Der Bestand enthält personenbezogene Daten, die der Schutzfrist nach § 10 S. 3 SächsArchivG unterliegen. Für die Benutzung dieser Akten ist ein Antrag auf Schutzfristenverkürzung zu stellen.

Christiane Helmert

September 2008




[01] Die Groß-Industrie des Königreichs Sachsens in Wort und Bild. Eine Ehrenausgabe für S. Maj. König Albert von Sachsen gewidmet von den dankbaren Groß-Industriellen, Leipzig, [1892/93], Bd. 1, Bl. [216], überw. III (Hist. Sax. M. 36 v-1).
[02] 20858 Franz Mosenthin, Stahlbau und Eisengießerei, Leipzig, Nr. 68.
[03] http://de.wikipedia.org/wiki/Lindenau_%28Leipzig%29; Bezug auf: Hädicke, Hans-Joachim: Von der Viehweide zum Landschaftsgarten. Die Geschichte des Palmengartens begann mit der Internationalen Jubiläumsgartenbauausstellung 1893. In: Leipziger Blätter 37(2000), S. 40-45.
[04] 20 858 Franz Mosenthin, Stahlbau und Eisengießerei, Leipzig, Nr. 47.
[05] Ebenda, Nummern 40, 75, 77, 85.
[06] Ebenda, Nr. 61.
[07] Ebenda, Nr. 62.
[08] Ebenda, Nr. 94.
[09] Ebenda, Nr. 99.
[10] 20860 Grohmann & Frosch, Nr. 46.
[11] 20206 Oberfinanzpräsident Leipzig, Nr. 122.
[12] 20 858 Franz Mosenthin, Stahlbau und Eisengießerei, Leipzig, Nr. 27.
[13] Ebenda, Nr. 97.
[14] Ebenda, Nr. 99.
[15] Ebenda, Nummern 120 und 121.
[16] Ebenda, Nummern 106 bis 108.
[17] Ebenda, Nr. 99.
[18] Ebenda, Nr. 105.
[19] Ebenda, Nr. 136.
[20] 20124 Amtsgericht Leipzig HRA Nr. 158 (Handelsregisterakte).
[21] 20 858 Franz Mosenthin, Stahlbau und Eisengießerei, Leipzig, Nummern 140 und 142.
[22] Ebenda, Nr. 6 sowie Nr. 68.
[23] Ebenda, Nummern 76 und 79.
[24] Ebenda, Nr. 27.
[25] 20124 Amtsgericht Leipzig HRA Nr. 158

Bilanzen.- Steuern.- Prüfberichte.- Grundstücke.- Verträge.- Konzessionen.- Produktion.- Lohn.- Reparationen.- Demontagen.
Die Firma Franz Mosenthin wurde im Jahr 1864 gegründet. Sie produzierte und vertrieb unter anderem Kräne und Förderanlagen, Tore und Türen sowie Weichen.
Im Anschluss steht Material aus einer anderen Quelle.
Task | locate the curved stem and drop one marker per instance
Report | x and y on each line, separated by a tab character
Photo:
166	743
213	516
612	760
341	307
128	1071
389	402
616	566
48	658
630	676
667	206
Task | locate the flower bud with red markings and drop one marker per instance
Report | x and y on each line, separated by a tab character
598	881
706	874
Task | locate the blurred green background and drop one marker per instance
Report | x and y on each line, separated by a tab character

Zu ihrem Produktionsprofil gehörten außerdem der Bau und die Reparatur von Hallenindustriebauten, Glasdächern, Brücken und sonstigen Stahlkonstruktionen. Im Auftrag der Sowjetischen Militäradministration führte die Firma ab 1945 Reparationsaufträge und Demontagen aus. Im Mai 1953 wurde sie an das Ministerium für Hüttenwesen und Erzbergbau verkauft und ihre Aufträge übernahm der VEB Montan, Leipzig.